India ascend as spin afflicted Kangaroos totter
Reputation can be a deceitful seductress. Often, it is heftier than the fact of which it is a projection. Last Monday, Australia painstakingly discovered this when at the hands of India, it received one of its most ruthless and comprehensive drubbing in recent times. England had won a series 2-1 in India after being on …
Reputation can be a deceitful seductress. Often, it is heftier than the fact of which it is a projection. Last Monday, Australia painstakingly discovered this when at the hands of India, it received one of its most ruthless and comprehensive drubbing in recent times.
England had won a series 2-1 in India after being on the disadvantage, having lost the first Test to the spin demon. After the end of the series though, the perceived devastation of India was so much that Dhoni was asked the question as to whether this was the lowest India had plummeted to. Yes, it was a shameful moment for a team which had been demolished 8-0 in foreign lands before this, and had failed miserably in delivering on the expectations to rebound in its own den.
India was now a vulnerable team, which had developed a ‘reputation’ of being susceptible to injury of even the slightest of magnitudes. Australia, meanwhile, were trampling Sri Lanka over. The misplaced confidence from that win, coupled with India’s indigent reputation, made Clarke’s men believe they could flourish.

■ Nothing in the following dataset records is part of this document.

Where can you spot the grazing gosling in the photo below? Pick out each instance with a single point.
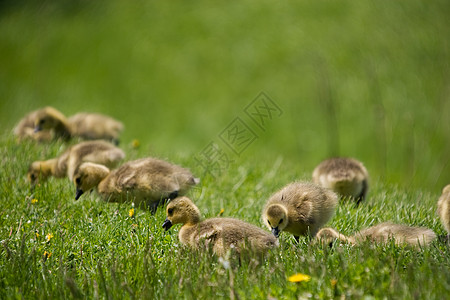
(444, 209)
(88, 126)
(25, 129)
(51, 119)
(146, 180)
(382, 233)
(91, 126)
(346, 176)
(300, 208)
(100, 152)
(219, 234)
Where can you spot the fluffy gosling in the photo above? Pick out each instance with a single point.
(91, 126)
(66, 164)
(146, 180)
(346, 176)
(87, 126)
(382, 233)
(444, 209)
(300, 208)
(51, 119)
(219, 234)
(25, 129)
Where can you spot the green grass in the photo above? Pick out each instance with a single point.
(368, 79)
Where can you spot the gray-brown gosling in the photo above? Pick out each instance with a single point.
(25, 129)
(444, 209)
(346, 176)
(89, 126)
(51, 119)
(66, 164)
(300, 208)
(219, 234)
(146, 180)
(381, 233)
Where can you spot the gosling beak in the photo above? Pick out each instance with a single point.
(275, 231)
(78, 194)
(167, 224)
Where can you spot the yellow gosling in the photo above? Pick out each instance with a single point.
(146, 180)
(444, 209)
(92, 126)
(300, 208)
(346, 176)
(219, 234)
(66, 164)
(25, 129)
(382, 233)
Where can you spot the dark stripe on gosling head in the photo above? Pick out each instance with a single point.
(167, 224)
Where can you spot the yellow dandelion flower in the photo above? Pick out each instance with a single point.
(48, 237)
(136, 143)
(333, 282)
(299, 278)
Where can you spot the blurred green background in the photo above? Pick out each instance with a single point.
(368, 79)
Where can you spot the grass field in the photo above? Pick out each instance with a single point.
(368, 79)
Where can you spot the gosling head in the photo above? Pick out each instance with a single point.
(37, 171)
(181, 210)
(88, 176)
(276, 218)
(47, 118)
(328, 236)
(446, 189)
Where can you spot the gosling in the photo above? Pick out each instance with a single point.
(219, 234)
(300, 208)
(148, 181)
(91, 126)
(25, 129)
(66, 164)
(382, 233)
(88, 126)
(346, 176)
(444, 209)
(51, 119)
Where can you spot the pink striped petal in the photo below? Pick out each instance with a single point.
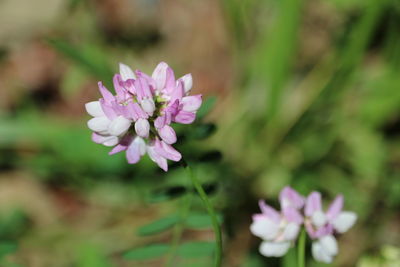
(313, 203)
(270, 212)
(167, 151)
(184, 117)
(191, 103)
(157, 158)
(107, 96)
(335, 208)
(167, 134)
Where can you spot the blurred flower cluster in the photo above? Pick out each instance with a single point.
(279, 229)
(138, 118)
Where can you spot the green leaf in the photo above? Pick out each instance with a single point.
(167, 193)
(158, 225)
(206, 107)
(203, 131)
(148, 252)
(7, 247)
(199, 220)
(196, 249)
(89, 255)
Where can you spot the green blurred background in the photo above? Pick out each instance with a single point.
(305, 93)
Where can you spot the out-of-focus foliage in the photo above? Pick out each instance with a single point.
(296, 92)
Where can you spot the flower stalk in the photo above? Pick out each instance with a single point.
(301, 249)
(210, 210)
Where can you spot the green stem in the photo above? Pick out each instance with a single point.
(178, 229)
(211, 213)
(301, 249)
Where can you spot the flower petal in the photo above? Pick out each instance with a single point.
(187, 82)
(159, 75)
(148, 105)
(274, 249)
(108, 109)
(292, 215)
(319, 254)
(167, 134)
(107, 96)
(313, 203)
(94, 109)
(329, 244)
(142, 127)
(119, 89)
(335, 208)
(291, 231)
(99, 124)
(318, 218)
(344, 221)
(191, 103)
(119, 126)
(111, 141)
(167, 151)
(289, 197)
(126, 72)
(184, 117)
(270, 212)
(157, 158)
(264, 228)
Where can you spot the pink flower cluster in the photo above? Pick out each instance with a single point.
(138, 118)
(280, 229)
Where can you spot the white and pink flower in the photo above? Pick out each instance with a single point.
(278, 229)
(138, 118)
(321, 226)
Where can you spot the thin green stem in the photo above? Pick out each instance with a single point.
(178, 229)
(301, 249)
(211, 213)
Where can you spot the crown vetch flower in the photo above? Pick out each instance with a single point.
(138, 118)
(278, 229)
(322, 225)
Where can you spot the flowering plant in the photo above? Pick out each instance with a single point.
(138, 118)
(280, 229)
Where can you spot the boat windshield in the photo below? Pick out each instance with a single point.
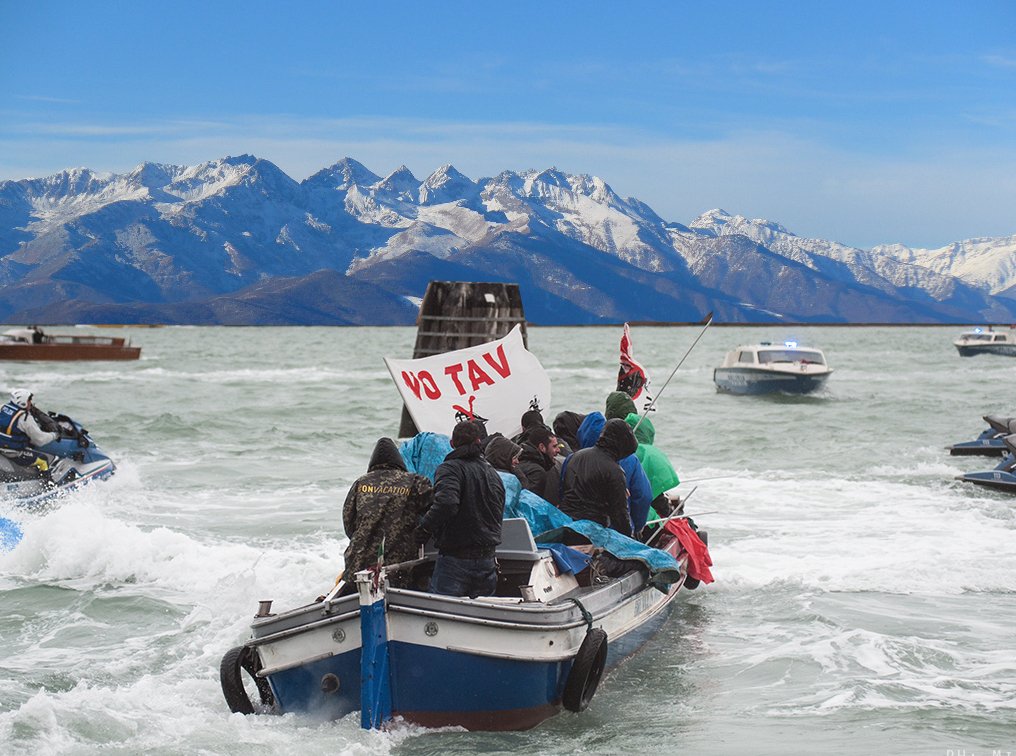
(802, 356)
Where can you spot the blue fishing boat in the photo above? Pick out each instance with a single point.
(766, 368)
(506, 662)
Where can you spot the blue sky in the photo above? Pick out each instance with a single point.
(863, 122)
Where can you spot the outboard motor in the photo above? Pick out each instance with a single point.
(1000, 424)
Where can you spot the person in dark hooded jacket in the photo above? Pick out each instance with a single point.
(536, 461)
(466, 517)
(594, 486)
(639, 488)
(503, 454)
(386, 503)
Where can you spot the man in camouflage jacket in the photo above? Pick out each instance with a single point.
(385, 503)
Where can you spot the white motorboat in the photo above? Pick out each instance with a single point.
(768, 368)
(980, 341)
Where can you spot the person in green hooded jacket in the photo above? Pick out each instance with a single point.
(657, 467)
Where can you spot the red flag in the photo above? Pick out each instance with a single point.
(699, 560)
(632, 378)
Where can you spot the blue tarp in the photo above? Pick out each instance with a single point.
(550, 524)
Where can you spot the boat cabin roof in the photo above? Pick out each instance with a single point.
(767, 352)
(985, 335)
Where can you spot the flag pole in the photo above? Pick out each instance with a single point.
(652, 403)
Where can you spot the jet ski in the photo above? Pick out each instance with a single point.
(33, 476)
(1003, 478)
(989, 443)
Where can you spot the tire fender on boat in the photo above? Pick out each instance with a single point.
(587, 669)
(234, 664)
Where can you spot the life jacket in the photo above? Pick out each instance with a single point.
(11, 434)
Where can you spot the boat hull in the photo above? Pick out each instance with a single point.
(979, 447)
(488, 665)
(756, 381)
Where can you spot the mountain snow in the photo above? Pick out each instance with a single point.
(179, 234)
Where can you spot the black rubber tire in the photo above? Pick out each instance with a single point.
(587, 669)
(234, 664)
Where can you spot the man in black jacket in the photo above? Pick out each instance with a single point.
(537, 462)
(465, 517)
(594, 486)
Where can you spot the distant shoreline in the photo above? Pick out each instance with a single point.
(639, 323)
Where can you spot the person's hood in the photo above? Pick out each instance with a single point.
(386, 454)
(588, 432)
(618, 439)
(619, 404)
(500, 451)
(566, 428)
(645, 433)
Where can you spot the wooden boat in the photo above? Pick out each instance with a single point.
(34, 344)
(767, 368)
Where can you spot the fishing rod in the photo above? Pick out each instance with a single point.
(676, 514)
(682, 515)
(707, 478)
(652, 403)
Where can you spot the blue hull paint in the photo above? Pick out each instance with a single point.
(998, 480)
(299, 689)
(742, 381)
(1002, 350)
(437, 687)
(979, 447)
(470, 683)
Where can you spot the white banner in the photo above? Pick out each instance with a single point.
(496, 382)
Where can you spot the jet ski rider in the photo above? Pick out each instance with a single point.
(19, 428)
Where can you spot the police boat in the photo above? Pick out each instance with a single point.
(1003, 478)
(980, 341)
(767, 368)
(32, 477)
(989, 443)
(506, 662)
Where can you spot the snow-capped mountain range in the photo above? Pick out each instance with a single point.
(238, 241)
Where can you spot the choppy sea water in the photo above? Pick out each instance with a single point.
(865, 602)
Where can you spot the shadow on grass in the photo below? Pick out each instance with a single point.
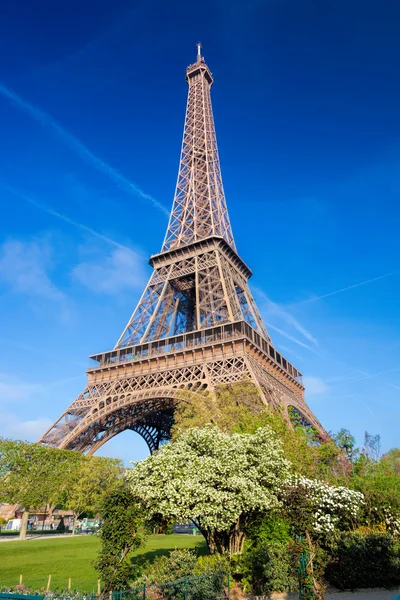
(150, 555)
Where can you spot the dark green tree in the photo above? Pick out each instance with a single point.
(34, 475)
(120, 534)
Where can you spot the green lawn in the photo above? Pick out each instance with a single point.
(72, 557)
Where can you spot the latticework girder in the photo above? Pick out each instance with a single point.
(199, 209)
(196, 325)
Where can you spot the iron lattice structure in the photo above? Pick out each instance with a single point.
(196, 324)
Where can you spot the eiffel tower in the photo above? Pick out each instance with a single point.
(196, 324)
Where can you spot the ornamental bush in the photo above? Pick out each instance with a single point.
(268, 567)
(220, 482)
(182, 575)
(361, 561)
(314, 506)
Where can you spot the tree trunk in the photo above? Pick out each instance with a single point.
(24, 524)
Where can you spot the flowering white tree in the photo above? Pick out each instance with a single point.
(315, 506)
(218, 481)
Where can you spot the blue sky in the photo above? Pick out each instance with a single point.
(92, 101)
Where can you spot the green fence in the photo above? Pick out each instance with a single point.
(205, 587)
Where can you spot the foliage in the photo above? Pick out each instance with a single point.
(372, 446)
(230, 408)
(347, 443)
(360, 561)
(269, 528)
(268, 567)
(380, 484)
(182, 574)
(179, 564)
(34, 475)
(119, 535)
(220, 482)
(314, 506)
(238, 408)
(89, 482)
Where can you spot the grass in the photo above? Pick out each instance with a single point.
(72, 557)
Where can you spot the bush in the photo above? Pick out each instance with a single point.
(181, 575)
(361, 561)
(268, 567)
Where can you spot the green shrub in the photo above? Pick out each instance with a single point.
(268, 567)
(361, 561)
(181, 575)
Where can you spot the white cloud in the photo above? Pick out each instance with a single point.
(47, 121)
(277, 313)
(24, 268)
(122, 270)
(315, 385)
(13, 427)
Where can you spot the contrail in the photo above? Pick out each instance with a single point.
(286, 316)
(49, 123)
(292, 338)
(50, 211)
(350, 287)
(367, 376)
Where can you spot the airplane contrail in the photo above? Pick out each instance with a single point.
(50, 211)
(49, 123)
(350, 287)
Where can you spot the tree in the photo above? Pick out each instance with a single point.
(238, 408)
(93, 478)
(33, 475)
(372, 446)
(219, 481)
(119, 535)
(346, 442)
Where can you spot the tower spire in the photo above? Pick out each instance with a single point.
(199, 208)
(196, 325)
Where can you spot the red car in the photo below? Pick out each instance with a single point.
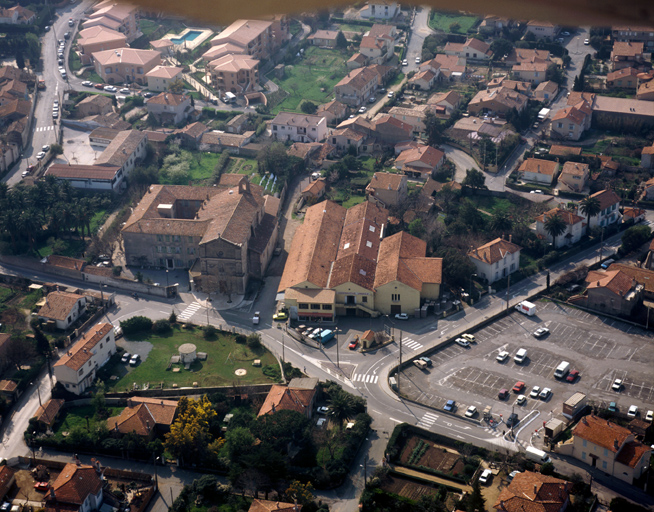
(519, 386)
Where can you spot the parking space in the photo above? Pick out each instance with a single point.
(601, 349)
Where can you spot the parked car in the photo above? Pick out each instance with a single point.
(471, 411)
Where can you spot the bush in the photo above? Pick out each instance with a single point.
(161, 327)
(136, 324)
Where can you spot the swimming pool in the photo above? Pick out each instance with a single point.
(189, 36)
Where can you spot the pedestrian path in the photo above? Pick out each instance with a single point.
(189, 311)
(412, 344)
(368, 379)
(427, 420)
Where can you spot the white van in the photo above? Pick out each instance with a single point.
(520, 356)
(562, 370)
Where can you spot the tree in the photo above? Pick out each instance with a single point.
(555, 226)
(590, 206)
(474, 180)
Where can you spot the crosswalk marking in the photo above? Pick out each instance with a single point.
(413, 345)
(369, 379)
(427, 420)
(189, 311)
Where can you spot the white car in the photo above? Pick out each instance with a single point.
(501, 357)
(462, 342)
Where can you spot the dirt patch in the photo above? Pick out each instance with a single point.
(434, 457)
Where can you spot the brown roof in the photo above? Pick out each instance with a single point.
(47, 412)
(81, 352)
(58, 305)
(606, 198)
(314, 246)
(273, 506)
(539, 166)
(287, 398)
(533, 492)
(75, 483)
(560, 150)
(494, 251)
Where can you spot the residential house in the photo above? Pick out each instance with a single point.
(298, 127)
(444, 103)
(325, 38)
(125, 151)
(334, 111)
(420, 162)
(238, 74)
(390, 130)
(380, 9)
(473, 49)
(97, 39)
(125, 64)
(48, 412)
(574, 176)
(387, 189)
(169, 107)
(546, 91)
(602, 444)
(94, 105)
(498, 101)
(532, 72)
(542, 29)
(357, 86)
(539, 171)
(496, 259)
(626, 55)
(610, 209)
(377, 46)
(78, 488)
(571, 122)
(623, 78)
(534, 492)
(62, 308)
(160, 77)
(289, 398)
(225, 234)
(634, 34)
(121, 17)
(144, 417)
(575, 227)
(89, 177)
(76, 369)
(314, 191)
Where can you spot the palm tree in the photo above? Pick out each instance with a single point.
(590, 207)
(555, 226)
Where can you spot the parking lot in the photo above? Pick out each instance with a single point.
(601, 349)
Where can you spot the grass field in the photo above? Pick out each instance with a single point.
(320, 68)
(442, 21)
(224, 357)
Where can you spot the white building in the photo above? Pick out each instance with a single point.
(299, 127)
(76, 370)
(496, 260)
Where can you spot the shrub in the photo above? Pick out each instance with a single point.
(136, 324)
(161, 326)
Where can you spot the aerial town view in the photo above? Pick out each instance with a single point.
(378, 257)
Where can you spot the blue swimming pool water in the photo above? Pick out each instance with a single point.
(189, 36)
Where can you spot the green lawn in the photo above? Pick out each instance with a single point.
(224, 357)
(442, 21)
(319, 68)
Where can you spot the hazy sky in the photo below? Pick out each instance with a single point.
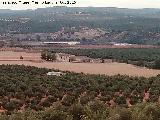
(85, 3)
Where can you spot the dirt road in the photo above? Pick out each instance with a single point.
(8, 57)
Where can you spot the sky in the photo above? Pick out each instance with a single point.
(83, 3)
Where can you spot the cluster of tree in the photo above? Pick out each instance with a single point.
(92, 111)
(23, 88)
(131, 26)
(145, 57)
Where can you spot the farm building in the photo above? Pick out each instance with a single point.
(80, 59)
(62, 57)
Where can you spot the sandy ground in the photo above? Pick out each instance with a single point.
(8, 57)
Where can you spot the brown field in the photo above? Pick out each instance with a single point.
(33, 59)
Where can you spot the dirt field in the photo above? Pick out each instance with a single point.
(9, 57)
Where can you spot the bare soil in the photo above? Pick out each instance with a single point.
(33, 59)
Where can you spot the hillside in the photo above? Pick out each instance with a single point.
(29, 93)
(136, 26)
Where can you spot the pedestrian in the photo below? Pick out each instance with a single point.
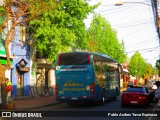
(8, 90)
(157, 93)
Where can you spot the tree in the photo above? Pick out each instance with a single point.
(137, 65)
(148, 72)
(102, 38)
(62, 30)
(17, 12)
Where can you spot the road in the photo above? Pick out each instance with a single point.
(111, 110)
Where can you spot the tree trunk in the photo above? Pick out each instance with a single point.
(3, 85)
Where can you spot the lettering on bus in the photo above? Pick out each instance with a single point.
(73, 89)
(73, 84)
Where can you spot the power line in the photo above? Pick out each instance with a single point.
(143, 49)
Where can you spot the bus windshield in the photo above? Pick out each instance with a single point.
(74, 59)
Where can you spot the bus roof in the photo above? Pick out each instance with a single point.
(96, 53)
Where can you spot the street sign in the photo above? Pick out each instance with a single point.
(22, 63)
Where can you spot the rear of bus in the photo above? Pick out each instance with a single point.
(74, 77)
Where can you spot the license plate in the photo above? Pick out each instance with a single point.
(133, 102)
(74, 98)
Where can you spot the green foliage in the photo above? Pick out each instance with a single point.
(102, 38)
(148, 72)
(155, 71)
(137, 65)
(62, 29)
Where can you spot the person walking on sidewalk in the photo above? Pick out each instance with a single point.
(157, 95)
(8, 90)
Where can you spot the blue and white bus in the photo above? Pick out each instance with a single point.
(87, 76)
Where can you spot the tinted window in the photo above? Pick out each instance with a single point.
(136, 90)
(74, 59)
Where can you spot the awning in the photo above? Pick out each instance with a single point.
(3, 60)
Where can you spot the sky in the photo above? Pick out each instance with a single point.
(134, 23)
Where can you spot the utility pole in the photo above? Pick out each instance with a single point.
(156, 16)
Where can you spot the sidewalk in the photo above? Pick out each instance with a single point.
(28, 103)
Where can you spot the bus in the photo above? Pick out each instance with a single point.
(86, 76)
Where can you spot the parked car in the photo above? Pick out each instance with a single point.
(135, 96)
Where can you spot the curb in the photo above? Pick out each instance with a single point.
(40, 106)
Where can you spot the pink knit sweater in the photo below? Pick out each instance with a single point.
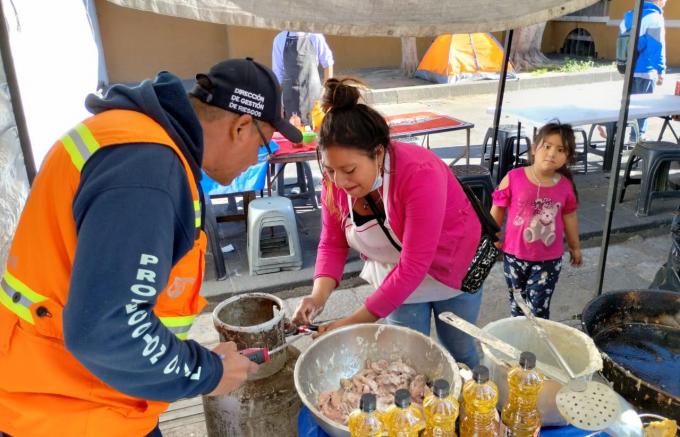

But the team – which found its four players guilty of not doing their homework – had itself procrastinated much before the series started. Australia came grossly unprepared. It is one thing to not be in form; completely another to look like a fish out of water when spin comes speeding in your way. Other than Clarke, and to some extent Cowan, the kangaroo batsmen have been at odds while facing spin.
England’s fortunes took a swing only when Monty Panesar arrived on the scene and Pietersen came up with a gutsy knock in Mumbai. Add to this the fact that they had two in-form world class spinners in Swann and Panesar. Australia has none. In fact, their current spin attack is so sterile that some of India’s first class spinners may walk straight into this Australian team. The only one who seemed like gaining some ground – Nathan Lyon – was undone by his strange omission in the second Test. The less spoken about Doherty the better. He does surprise with sporadic stinging deliveries, teasing the edges alarmingly. Primarily, though, he remains a restrictive spinner. Keeping this tour in view, Australians should have scouted for and groomed better tweakers in the country. Even Clarke, had he bowled, might have fared better.
Where Australia hasn’t had one genuinely hissing spinner, India enjoyed the luxury of three spin bazookas. Ravindra Jadeja, as a bowler, has been quite a revelation. He would be my name if any nominations were had for the best bowler from either side. At all tide turning junctures, he was the protagonist for his team. Getting Clarke five out of six times, after all, is some feat. Bhuvaneshwar Kumar, too, has been contributing his bit. It was his bursting spell in the second innings of the third Test match that put India on course to push for a win.
This performance by Dhoni’s men should be an elixir to a team which not very long ago seemed to be dying a slow death. The current bunch, for sure, is in a gross rebuilding phase, and more than the result, India would be happy at how some blanks have been suitably filled throughout the series. There are some answers now to the openers’ dilemma and the No.7 vacancy. Dhoni’s promotion to No.6 is a wisely thought out move that gives him more time and better batsmen as partners to express himself. Critically, Dhoni’s men have wrested back the initiative every time Australia seemed close to getting to a safety net. That speaks tonnes of this current team’s humongous hunger to win at all costs.
Contrary to Australia, India came prepared, determined to gain lost pride. Ashwin worked with his coach, the result of which was a classic and questioning display of off spin all throughout the series (minus the distracting frequent variations). Tendulkar had been toiling hard in the domestic tournaments. His two consecutive sixes of Lyon signalled India’s resurgence. And in Kohli’s own words, he (Kohli) took time away from the game to get his focus back. Perhaps the humiliation at the hands of the English had spurred the Indians to knock at all doors in order to salvage some self esteem.
Australia doesn’t have much to play for in Delhi. Their resources do wear a more competent look from the bunch that was available for selection during the third Test. However, even a draw at this stage might prove a soothing balm given the abysmal show on display till now. Clarke’s back problem couldn’t have come at a worse time. India, meanwhile, should take care not to get complacent, having tasted a comprehensive success of such magnitude after a long time. A 4-0 score line over an Australian team is more charming than a 3-0 any day. Crucially, clean sweeping the series would be a boost to the killer instinct that this team, at various points, has shown palpable signs of.